27『雛の成長先は…』
今日は馬車の中にログインだ。出来れば早目に村に着きたいところだな。
まだログインしていないからアバターが寝てるメンバーも居るけど、準備している間にログインするだろう。
「こんにちはジンさん!」
「こんにちはユキムラ君」
「見てください! ログインしたら雛が成長してました!」
そう言ってユキムラ君は手に乗った元雛を見せてくれた。全体的に赤みがかった色の鳥、種族を【識別】で確認、
「【ストーンスワロー】? つまりポーチに卵を入れた犯人も」
「そうみたいです。アンク君もそうでした、色は違いましたけど」
だとすれば、あの目眩ましからの突撃の時か、だけど、ポーチにパーティーメンバーにしか使えない筈。
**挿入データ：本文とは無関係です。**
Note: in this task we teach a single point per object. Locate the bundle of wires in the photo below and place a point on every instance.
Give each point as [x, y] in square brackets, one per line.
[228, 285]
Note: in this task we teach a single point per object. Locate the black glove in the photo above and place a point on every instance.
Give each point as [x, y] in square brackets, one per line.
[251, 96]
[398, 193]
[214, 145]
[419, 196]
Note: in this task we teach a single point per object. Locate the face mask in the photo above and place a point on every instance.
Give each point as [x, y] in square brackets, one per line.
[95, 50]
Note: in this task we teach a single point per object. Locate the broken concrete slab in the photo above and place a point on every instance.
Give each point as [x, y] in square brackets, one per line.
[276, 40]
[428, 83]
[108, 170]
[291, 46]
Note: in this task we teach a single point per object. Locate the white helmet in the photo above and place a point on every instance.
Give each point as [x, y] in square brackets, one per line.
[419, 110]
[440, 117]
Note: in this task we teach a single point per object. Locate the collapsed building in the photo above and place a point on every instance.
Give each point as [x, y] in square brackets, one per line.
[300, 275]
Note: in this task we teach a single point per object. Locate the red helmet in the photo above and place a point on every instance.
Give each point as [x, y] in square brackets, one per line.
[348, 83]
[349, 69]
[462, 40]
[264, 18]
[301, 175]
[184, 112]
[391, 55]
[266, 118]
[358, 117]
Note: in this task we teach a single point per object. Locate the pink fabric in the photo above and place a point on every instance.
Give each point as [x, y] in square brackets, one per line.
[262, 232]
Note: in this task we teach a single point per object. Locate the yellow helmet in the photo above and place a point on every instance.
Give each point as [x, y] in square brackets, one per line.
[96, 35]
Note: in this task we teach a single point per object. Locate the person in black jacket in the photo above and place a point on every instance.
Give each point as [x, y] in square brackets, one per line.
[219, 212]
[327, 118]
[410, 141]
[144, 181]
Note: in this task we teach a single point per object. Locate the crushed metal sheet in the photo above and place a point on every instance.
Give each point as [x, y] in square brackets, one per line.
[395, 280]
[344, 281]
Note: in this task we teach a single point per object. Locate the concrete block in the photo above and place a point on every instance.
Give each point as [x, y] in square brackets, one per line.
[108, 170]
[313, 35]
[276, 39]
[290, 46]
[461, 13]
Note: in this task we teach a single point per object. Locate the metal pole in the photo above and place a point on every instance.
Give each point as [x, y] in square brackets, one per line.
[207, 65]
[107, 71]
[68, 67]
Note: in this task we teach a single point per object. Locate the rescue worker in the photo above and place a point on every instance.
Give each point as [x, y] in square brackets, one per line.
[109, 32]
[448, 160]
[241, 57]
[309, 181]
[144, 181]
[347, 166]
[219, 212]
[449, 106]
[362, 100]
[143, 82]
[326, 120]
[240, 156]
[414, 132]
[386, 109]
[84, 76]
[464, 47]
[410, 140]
どうやって入れたんだ? ……考えても分からないな、後回しにしよう。
「それで、この子の名前は?」
「【ゲンジロウ】にしました」
ゲンジロウ? 確かユキムラ君が名乗ってる戦国武将の真田幸村の名前の1つだった筈。
なるほど、真田縛りか。
「好きだね真田」
「はい! 大好きです」
笑顔でそう宣言するユキムラ君、好きな事があるのは良いことだよな。うん。
さて、ここで従魔のステータスを確認すれば、俺の雛があの燕に進化したのは確認できるだろう。
しかし、あえてここでは確認しない。
どうせなら、その姿を見て名前を決めてから確認しよう。
ってことで、早速厩舎にーー
「あの虫はきちんと捨てましたか?」
頭の上から声が来た。まだ言うかネリネさんは。
「俺の従魔と一緒に厩舎にいる筈ですよ」
「……そうですか、私、今日はここから出ないつもりですので、あの虫を絶対に、ぜーったいに上に上げないで下さいね」
あの子はまだ俺の従魔では無いから、指示を聞いてくれる訳じゃ無いんだが、まあ、一応、
「善処します」
とでも答えておこう。さあ、今度こそ厩舎に行こう。
「皆お待たせ!」
俺は声をかけながら厩舎に入る。真っ先に顔を上げたのはグレイス、とその眷族。
なんか大きくなってる、【アイン】の近くで見かける【ウルフ】の半分位の大きさだ。毛色はグレイスと同じ黒、これは【ブラックウルフ】であるグレイスの影響かな。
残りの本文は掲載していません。